I think it's a really interesting and well-written paper. Before I get to a couple critiques, I should note that Duan is focused more on how the current legal8 rulings might affect standards than critiquing the rulings themselves (as I have done here). Thus, my comments here may simply not have been on his radar.
My primary thought reading this is that the paper doesn't deal with the declaring code. That is, in order to implement the Java commands, Google created short code blocks that defined the functions, the parameters, etc. Here is an example from the
original district court opinion:
package java.lang;
java.lang public
class Math {
class Math public static int max (int x, int y) {
This code is what the jury found to be copied (though presumably Google wrote it in some other language). But the standards interfaces don't provide any code, per se. They only provide explanations. Here is an example definition from the
RFC for the SMTP protocol discussed in the paper:
mail = "MAIL FROM:" Reverse-path
In other words, standards will define the commands that must be sent, but there's not a language based implementation (e.g. public, static, integer, etc.). As with the sample line above. Most say: send x command to do y. And people writing software are on their own to figure out how to do that. And you can bet the implementing code looks very similar, but there's something different about how it is specified at the outset (a full header declaration v. a looser description). So, the questions this raises are a) does this make standards less likely to infringe, even under the Federal Circuit's rules (I think yes), and b) does this change how we think about declaring code? (I think no, because the code is still minimal and functional, but Oracle presumably disagrees).
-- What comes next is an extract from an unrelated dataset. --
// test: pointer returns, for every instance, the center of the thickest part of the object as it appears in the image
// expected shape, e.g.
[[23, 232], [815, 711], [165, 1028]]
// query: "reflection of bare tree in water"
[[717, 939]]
Secondarily, I don't think the article considers the differences between Oracle's position (now - it changed, which is one of the problems) and that of a contribution to standards. Contribution to a standard is made so that others will adopt it, presumably because it gives you a competitive advantage of some sort. By not being part of the standard, you risk having a fragmented (smaller) set of users. But if Oracle doesn't want others adopting Java language and would rather be limited, then that makes the analogy inapt. If Google had known this was not allowed and gone another way, it may well be that Java is dead today (figure that in to damages calculations). But a fear of companies submitting to standards and then taking it back is to me different in kind from companies that never want to be part of the standard. (Of course, as noted above, there is some dispute about this, as Sun apparently did act as if they wanted this language to be an open standard).
A final point: two sentences in the article caught my eye, because they support my view of the world (confirmation bias, of course). When speaking of standard setting organization policies, Duan writes: "To the extent that a copyright license is sought from contributors to standards, the license is solely directed to distributing the text of the standard. This suggests that copyright is simply not an issue with regard to implementing interfaces." Roughly interpreted, this means that these organizations think that maybe you
can copyright your API, but that copyright only applies to slavish copying of the entire textual document. But when it comes to reuse of the technical requirements of the standard, we filter out the functionality and allow the reuse. This has always been my position, but nobody has argued it in this case.